Antipasto di Pesce Finto

Antipasto di Pesce Finto

Titolo

Antipasto di Pesce Finto

Inaugura

Mercoledì, 27 Marzo, 2013 - 06:30

A cura di

Annapaola Presta

Artisti partecipanti

Silvia Pagnini

Presso

Ganzo

Comunicato Stampa

Mercoledì 27 Marzo 2013, in occasione di Ganzo AperiArt, Silvia Pagnini presenta Antipasto di Pesce Finto, una storia che narra la ricerca ironica, spiazzante, che si cela dietro la cultura Kitsch e della Pop Art.

Antipasto di Pesce Finto proietta una grottesca rappresentazione della vita acquatica in una sarcastica e disincantata dimensione marina. Le sculture tessili di Silvia Pagnini sono pezzi unici, manufatti ideati e realizzati direttamente dall’artista, la quale sceglie di “pescare” i suoi soggetti da un mondo solo apparentemente vicino all’assurdo: pesci, molluschi, calamari, che sono entrati a far parte del quotidiano attraverso la volgare nomenclatura in sostituzione alle meno familiari caratterizzazioni scientifiche. Queste specie animali, palesemente sgradevoli e riproposte secondo un’indagine dell’estetica del bello, attraverso l’intelligente uso delle stoffe e dell’azzeccato accostamento cromatico, diventano simboli di gioia visiva, lasciando immaginare un mondo esotico, fiabesco e onirico, favorito dalle innaturali dimensioni delle sculture. A tale visione l’artista accosta il senso dell’eccesso, dell’esagerato, dell’immotivatamente vistoso, del linguaggio greve e provocatorio.

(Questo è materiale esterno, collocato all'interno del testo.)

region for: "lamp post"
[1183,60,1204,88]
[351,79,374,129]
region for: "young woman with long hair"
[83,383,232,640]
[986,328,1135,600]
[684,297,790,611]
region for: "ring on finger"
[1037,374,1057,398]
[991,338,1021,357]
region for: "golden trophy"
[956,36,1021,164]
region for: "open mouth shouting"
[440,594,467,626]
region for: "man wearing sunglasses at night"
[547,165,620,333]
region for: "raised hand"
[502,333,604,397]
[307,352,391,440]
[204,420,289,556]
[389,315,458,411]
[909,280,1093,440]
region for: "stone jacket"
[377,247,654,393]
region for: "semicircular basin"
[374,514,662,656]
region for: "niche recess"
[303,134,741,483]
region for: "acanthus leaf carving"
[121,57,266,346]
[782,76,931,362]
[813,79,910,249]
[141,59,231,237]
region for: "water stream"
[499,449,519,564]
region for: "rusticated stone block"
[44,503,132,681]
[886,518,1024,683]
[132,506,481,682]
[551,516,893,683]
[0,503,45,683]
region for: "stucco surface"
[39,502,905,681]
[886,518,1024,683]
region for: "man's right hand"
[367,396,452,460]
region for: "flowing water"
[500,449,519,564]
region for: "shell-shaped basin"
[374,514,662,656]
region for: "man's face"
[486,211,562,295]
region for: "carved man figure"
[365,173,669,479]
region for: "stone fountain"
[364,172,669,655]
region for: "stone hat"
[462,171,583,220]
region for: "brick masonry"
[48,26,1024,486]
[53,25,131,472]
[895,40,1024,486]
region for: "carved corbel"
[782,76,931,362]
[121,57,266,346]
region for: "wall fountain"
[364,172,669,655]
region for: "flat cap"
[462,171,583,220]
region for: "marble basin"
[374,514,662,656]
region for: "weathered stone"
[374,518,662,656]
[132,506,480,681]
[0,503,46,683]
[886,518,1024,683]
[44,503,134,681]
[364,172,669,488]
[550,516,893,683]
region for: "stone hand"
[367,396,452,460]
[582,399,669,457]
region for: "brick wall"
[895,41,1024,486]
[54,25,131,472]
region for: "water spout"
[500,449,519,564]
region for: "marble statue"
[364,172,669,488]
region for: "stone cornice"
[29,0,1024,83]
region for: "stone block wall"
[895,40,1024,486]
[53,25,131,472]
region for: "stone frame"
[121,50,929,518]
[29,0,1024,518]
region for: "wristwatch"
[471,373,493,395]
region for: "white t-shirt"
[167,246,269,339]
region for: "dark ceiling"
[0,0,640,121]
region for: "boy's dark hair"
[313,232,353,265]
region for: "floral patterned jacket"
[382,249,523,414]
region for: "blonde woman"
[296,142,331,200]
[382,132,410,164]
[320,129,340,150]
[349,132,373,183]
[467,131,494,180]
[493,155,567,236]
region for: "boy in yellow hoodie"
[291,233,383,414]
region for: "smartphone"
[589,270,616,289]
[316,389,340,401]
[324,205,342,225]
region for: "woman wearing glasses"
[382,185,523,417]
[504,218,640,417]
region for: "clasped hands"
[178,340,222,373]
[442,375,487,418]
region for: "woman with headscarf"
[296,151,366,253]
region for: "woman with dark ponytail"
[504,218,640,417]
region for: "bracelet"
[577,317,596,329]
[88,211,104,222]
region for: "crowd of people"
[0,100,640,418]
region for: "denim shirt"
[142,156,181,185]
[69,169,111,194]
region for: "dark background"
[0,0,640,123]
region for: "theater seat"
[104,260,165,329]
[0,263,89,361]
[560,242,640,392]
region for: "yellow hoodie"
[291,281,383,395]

La caratteristica del lavoro di Silvia Pagnini si inquadra nell’espressione dell’ anticoncettuale: rifugge dall’impegno, dalla riflessione intellettuale; il risultato estetico e percettivo dell'opera, l’oggetto, esprime semplicemente se stesso, senza alcuna pretesa concettuale o idea inconscia: bello è ciò che piace senza interesse. Ma, se da un lato il puro giudizio del gusto non si basa su astrazioni perché in tal senso apparirebbe condizionato, particolare, confutabile, dall’altro se non si basasse su concetti, seppur effimeri, non potrebbe pretendere la necessaria approvazione altrui.

Biografia:

Nata a Firenze nel 1985, Silvia Pagnini si laurea con lode presso l’Accademia di Belle Arti di Firenze nel 2010. In tale occasione presenta l’opera RazzleDazzle Calamari, attuando una performance, discutendo cioè la sua tesi in playback. Nel 2008 comincia l’esperienza con i tessuti con l’opera Franky, presentata al concorso Premio Arte della rivista “Arte Mondadori”. L’opera arriva tra le finaliste ed è successivamente pubblicata sul mensile “Arte” ed esposta alla collettiva finale di premiazione in via Turati a Milano. Franky ha funto da apripista alle nuove ricerche della Pagnini, legate al filone delle sculture tessili, al gusto del kitsch, dell’ironia, e dell’anti-concettualità. L’artista espone fino al 2011 nel suo atelier a Firenze, dove viene recensita dal giornalista Edoardo Lusena con un articolo “Corriere Fiorentino”, dal titolo Ragazza dei Calamari RazzleDazzle.

Esposizioni/Performance:

Nel 2010, durante la Notte dei Musei, espone il busto in telo antiradice Granduca Leopoldo nel Salone dell’Ottocento, nella Galleria dell’Accademia di Firenze. Lo stesso anno presenta i Calamari RazzleDazzle a San Salvi (FI) in occasione dell’evento Libera Repubblica delle Arti e delle Culture. Nel 2012 ripropone i calamari insieme a Pesce Sega presso la Galleria Sabina Falzone a Milano.

Dal 2012 al 2013 mette in scene degli eventi-performance, come A giro col Pesce Loro Ciuffenna, Nuotare in Piazza Santo Spirito e VOLUME, La passera in piazza Santo Spirito e VOLUME… durante tali occasioni Silvia Pagnini ha portato in giro le sue opere con abiti a tema, da lei confezionati, con spirito di contestazione e ricerca di visibilità da parte della città di Firenze."